If you’re paying attention, you’ll see that a heat pump switches the operation of the indoor and outdoor units depending on whether it’s heating or cooling. When it’s cooling, the condenser is outside and the evaporator is inside. When it’s heating, the condenser is inside and the evaporator is outside. Tricky, eh?
Returns and Supplies
Return usually refers to the duct attached to your air conditioner or heat pump where the air “returns” to the circulation fan. In plumbing, the return is the pipe that carries water back to the boiler from your radiators and the supply lines run to the radiators.
Registers, Vents, Grills
All of these refer to the place where the ductwork from your air handler comes out your wall, ceiling or floor. They might say “your air registers look dirty” or “don’t block the return vent.” Often they’ll leave out “vent” and just refer to “supplies” and “returns.” Technically, they mean slightly different things but in practice, you’ll hear the terms used interchangeably.
Heat Gain and Loss calculations
Unfortunately, you rarely encounter these terms unless you research the correct way to size heating and cooling systems.
Heat gain and loss calculations refer to the quantitative methods for computing how much energy your home gains or loses under various conditions. For example, if you’re installing a heating system, you’d want to know how much heat the house loses at various typical winter conditions. In the summer, you’d want to know how much heat the home gains due to high temperatures, sunlight, and so on so you can get the right sized air conditioner.
The Manual-J calculation method is the industry agreed upon method for performing these calculations. There are entire books to read and spreadsheets to fill in including such things as the amount of insulation in each wall, the size and type of every window in the home as well as orientation of each wall and roof overhangs. It’s a process for the detail oriented person because the calculations are only as accurate as the numbers entered. Garbage-in, garbage-out as they say.
Because the process is labor intensive, most HVAC technicians take the (totally invalid) shortcut and use rule of thumb, like “one ton for every 500 square feet.” It doesn’t take a genius to comprehend that this is complete bullsh*t. They’re trying to say that a 50 year old home with poor insulation requires the exact same heating/cooling systems as a new home, built tight with low-e windows and spray foam insulation! Obviously, if they do this, they’re completely incompetent.
The only semi-valid shortcut you can take is if you’re replacing a system in a home where you’ve been living for a number of years. If your systems have provided stable, comfortable, reliable heating and cooling, then you can replace them with the same sized systems. This is making a number of assumptions, and isn’t perfect, but it’s better by far than using rules of thumb.
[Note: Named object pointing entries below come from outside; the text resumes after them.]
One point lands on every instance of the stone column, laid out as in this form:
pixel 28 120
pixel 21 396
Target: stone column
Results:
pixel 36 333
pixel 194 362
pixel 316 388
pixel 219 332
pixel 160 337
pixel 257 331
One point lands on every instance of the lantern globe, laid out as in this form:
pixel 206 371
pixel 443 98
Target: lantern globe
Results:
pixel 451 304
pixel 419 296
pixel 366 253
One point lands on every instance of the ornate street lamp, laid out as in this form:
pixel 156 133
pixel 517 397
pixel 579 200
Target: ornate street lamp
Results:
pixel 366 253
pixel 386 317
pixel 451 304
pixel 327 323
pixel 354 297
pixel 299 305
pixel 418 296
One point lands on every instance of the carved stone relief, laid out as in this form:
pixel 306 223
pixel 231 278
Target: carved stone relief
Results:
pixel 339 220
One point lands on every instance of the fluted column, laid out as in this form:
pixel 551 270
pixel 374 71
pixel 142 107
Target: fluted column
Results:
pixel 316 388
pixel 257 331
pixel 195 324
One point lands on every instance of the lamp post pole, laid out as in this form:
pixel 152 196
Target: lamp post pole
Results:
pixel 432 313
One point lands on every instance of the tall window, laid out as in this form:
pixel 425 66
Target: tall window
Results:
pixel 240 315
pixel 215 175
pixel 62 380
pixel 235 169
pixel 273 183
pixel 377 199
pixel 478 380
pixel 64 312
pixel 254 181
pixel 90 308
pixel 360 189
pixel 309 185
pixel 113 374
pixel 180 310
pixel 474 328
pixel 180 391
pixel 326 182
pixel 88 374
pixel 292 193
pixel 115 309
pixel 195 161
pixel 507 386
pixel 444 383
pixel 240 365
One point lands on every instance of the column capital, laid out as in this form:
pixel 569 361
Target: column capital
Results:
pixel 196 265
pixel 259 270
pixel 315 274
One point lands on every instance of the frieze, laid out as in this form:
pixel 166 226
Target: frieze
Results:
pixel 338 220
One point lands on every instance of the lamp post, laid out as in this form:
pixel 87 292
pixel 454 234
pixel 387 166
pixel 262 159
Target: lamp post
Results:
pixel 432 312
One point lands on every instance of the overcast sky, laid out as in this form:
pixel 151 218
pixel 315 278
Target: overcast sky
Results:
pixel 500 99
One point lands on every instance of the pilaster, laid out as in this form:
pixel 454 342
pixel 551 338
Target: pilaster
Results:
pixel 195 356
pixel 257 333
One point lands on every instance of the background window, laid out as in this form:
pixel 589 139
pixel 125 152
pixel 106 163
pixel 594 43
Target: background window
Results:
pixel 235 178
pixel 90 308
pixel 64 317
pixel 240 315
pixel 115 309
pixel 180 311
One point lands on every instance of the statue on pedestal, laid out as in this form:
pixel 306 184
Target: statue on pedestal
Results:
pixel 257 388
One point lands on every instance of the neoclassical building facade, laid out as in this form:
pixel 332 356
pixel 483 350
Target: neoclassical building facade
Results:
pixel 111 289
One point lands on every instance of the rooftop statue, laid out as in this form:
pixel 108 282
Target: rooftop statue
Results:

One word of warning – air conditioner sizing is particularly hard to get right. If you size it too large, you’ll be blasted with cold air for a few minutes, then the system will shut down. This has two negative consequences – the temperature will swing wildly and it won’t effectively reduce the humidity. Ideally, the air conditioner should be as small as possible to satisfy the cooling requirements on a hot and humid day but not the worst day of the year. The air conditioner should run long and low for best comfort.
Heating is more forgiving and combustion systems (gas, oil, propane) tend to be oversized because nobody wants to be cold on a cold winter day. Also, the heating system isn’t controlling humidity, so it’s easier to predict. Heat pumps are tougher because they lose heating capacity as it gets colder out. So they’re designed to be able to supply heat until it gets to a certain temperature, then they switch on backup heating. For heat pumps, it’s especially important to know the heat loss characteristics of your home or you’ll end up very uncomfortable and spend a fortune on electricity.